Note – photo gallery at the bottom of this post.
I remember only bits of pieces of my final year in high school studying Classics. Doric, Ionic and Corinthian columns. The Parthenon, the Erechtheion. Oedipus, Antigone, The Iliad, The Odyssey. Socrates, Plato, Aristotle, Pericles and democracy. Gods, goddesses, legends and myths. Bits and pieces of reading old texts, learning about long-dead thought leaders and ancient architecture.
When we visited Athens, the remnants of Ancient Greece appeared to me as though they were the bits and pieces of my Classics training. Nothing about the Acropolis is complete. Time has weathered and wearied structures, foreigners have stolen other parts of it. Famous individuals are remembered now only in statues around the city and occasional mentions in old texts. The gods have been replaced by a surprising number of Orthodox priests roaming around the city.

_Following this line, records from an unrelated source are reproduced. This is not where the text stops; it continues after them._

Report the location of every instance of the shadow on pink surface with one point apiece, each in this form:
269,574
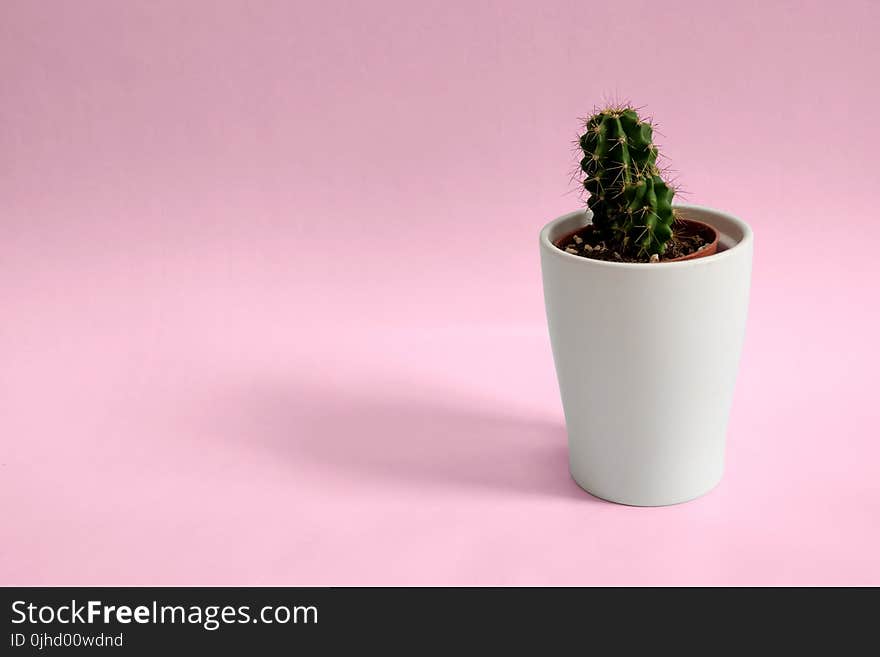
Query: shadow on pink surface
407,444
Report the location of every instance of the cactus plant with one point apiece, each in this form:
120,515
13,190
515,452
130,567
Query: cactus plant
630,200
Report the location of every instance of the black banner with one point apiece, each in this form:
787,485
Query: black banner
241,620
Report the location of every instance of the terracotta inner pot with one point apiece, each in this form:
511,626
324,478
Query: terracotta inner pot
683,227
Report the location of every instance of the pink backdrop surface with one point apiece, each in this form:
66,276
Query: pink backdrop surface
271,311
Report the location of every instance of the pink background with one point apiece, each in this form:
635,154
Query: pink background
270,305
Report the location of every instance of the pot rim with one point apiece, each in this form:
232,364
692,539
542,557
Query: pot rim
744,242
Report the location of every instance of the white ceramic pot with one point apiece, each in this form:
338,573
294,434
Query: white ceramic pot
646,357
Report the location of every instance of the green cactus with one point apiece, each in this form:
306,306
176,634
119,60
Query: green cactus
631,203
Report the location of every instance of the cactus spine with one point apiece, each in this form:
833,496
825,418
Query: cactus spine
631,203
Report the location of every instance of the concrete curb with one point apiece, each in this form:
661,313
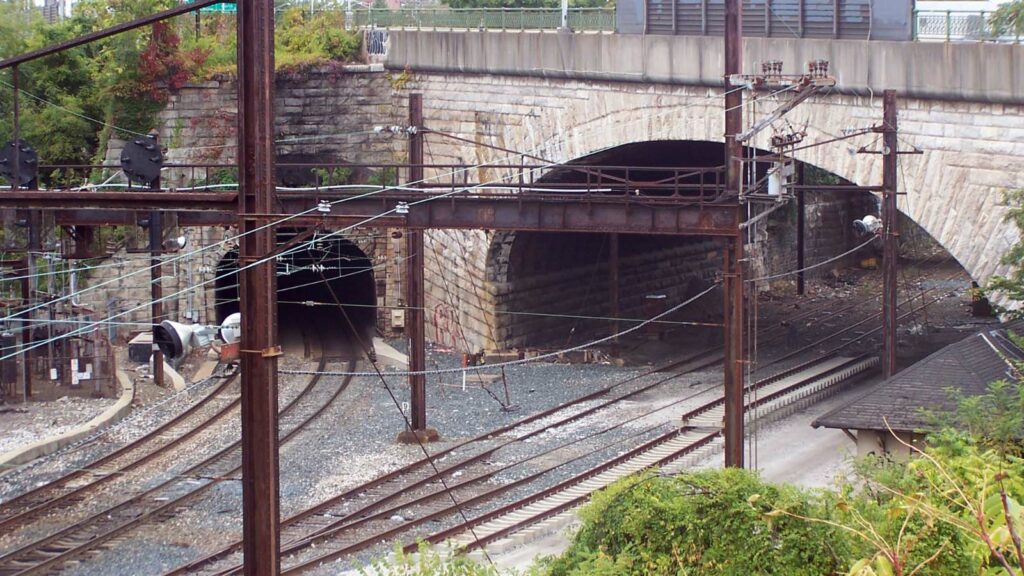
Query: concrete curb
50,445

Modern Athens is young, new and exciting, but somehow muted as though yearning for the glories of the ancient past. The economic crisis continues – one guide told us that most people have two jobs to survive and obviously there aren’t enough jobs to go around either. There’s a large homeless population, and people count their dollars more carefully than ever. Refugees from the Middle East are present, either on the streets or in tents set up on the side of highways. We even witnessed a refugee rally on our first day in Athens.
Still there are those who have come through the economic crisis unscathed – you only need to count the number of luxury yachts in Piraeus harbour to figure out how much wealth is still in Greece.

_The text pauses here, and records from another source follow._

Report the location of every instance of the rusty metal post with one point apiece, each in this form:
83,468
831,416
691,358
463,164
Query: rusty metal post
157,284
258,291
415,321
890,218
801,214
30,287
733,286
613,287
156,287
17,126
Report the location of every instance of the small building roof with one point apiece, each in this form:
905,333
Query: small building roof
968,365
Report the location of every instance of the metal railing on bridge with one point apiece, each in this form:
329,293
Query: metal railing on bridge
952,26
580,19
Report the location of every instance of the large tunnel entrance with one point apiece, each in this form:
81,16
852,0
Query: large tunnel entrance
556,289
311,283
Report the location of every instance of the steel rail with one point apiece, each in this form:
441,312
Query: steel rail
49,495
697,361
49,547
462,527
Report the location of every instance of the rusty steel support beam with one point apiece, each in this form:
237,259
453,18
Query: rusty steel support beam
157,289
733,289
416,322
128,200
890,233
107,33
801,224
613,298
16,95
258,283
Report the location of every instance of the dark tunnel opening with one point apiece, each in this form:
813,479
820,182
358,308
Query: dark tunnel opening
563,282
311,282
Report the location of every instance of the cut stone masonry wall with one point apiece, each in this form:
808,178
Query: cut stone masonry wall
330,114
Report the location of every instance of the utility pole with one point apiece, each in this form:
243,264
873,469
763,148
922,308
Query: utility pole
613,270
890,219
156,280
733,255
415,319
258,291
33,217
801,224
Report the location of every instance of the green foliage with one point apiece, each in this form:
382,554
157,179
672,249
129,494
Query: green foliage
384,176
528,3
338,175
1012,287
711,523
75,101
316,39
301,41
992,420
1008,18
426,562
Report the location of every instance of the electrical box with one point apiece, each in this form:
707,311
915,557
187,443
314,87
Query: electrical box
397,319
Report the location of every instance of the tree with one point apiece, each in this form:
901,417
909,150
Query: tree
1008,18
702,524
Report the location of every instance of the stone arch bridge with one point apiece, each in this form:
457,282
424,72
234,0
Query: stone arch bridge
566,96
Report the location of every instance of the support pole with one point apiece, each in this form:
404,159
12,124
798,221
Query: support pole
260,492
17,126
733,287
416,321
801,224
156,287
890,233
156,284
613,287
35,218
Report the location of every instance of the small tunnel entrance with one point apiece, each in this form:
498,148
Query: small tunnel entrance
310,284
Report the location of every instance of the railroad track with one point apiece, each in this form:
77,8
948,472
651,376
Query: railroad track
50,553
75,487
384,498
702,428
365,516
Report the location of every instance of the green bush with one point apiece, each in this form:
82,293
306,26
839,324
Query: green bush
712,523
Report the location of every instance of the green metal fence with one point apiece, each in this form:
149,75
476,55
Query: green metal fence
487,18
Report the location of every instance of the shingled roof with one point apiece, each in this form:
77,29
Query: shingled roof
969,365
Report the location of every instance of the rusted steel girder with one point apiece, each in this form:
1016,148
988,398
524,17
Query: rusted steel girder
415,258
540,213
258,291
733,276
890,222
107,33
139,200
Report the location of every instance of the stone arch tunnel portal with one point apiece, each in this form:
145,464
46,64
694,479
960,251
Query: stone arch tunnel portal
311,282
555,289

If you’re not a fan of large tourist crowds, Athens can be hard to handle. The Acropolis and other historical sites are usually overcrowded during most of the day – we ended up visiting as soon as they opened their doors at 8am in order to experience the ruins without crowds. You’ll soon realise that you’ll have to do that at most places in Athens – always arrive as soon as they open their gates so that you get half an hour in peace to explore at your leisure before the tour groups arrive.
Somehow, I’m more comfortable in local crowds than I am in tourist crowds. I had no issues managing the crowds at Athens Central Market – but then again, it’s a lot easier to handle Greek housewives with their shopping trolleys over loud American and Chinese tourists! If you like markets, Athens Central Market is a must. The produce is amazingly fresh and cheap, and anything you want can be found there. I still can’t get over how cheap it is – we paid 1 Euro for a full kilo of strawberries, and 5 Euro for five massive pork chops weighing a combined 1.5 kilos. A true bargain – it’s worth visiting and picking up some produce to cook at home!
You might not want to cook at home with the number of great places to eat though! Food is relatively affordable and fast food places are particularly cheap (I recommend Kostas for souvlakis and Falafellas for falafels). Burgers at FOOD Str are great value and seafood at Epirus Tavern in the markets is unbeatable. You also want to sit at a cafe to enjoy a Greek coffee (for example, Flocafe in Piraeus), maybe try some traditional Greek food at Melilotos on the right day, and you definitely want to try all the desserts that Athens has to offer!
Athens was a particularly relaxing stop on our trip. We ate some great and cheap food, we visited some iconic sights and most importantly, we didn’t rush around trying to do too much all at once. We treated ourselves as true Athenians – we kept ourselves busy in the mornings, we had great food for lunch, and then we wiled away the afternoons with cold drinks and a bit of people-watching. What could be more Greek than that?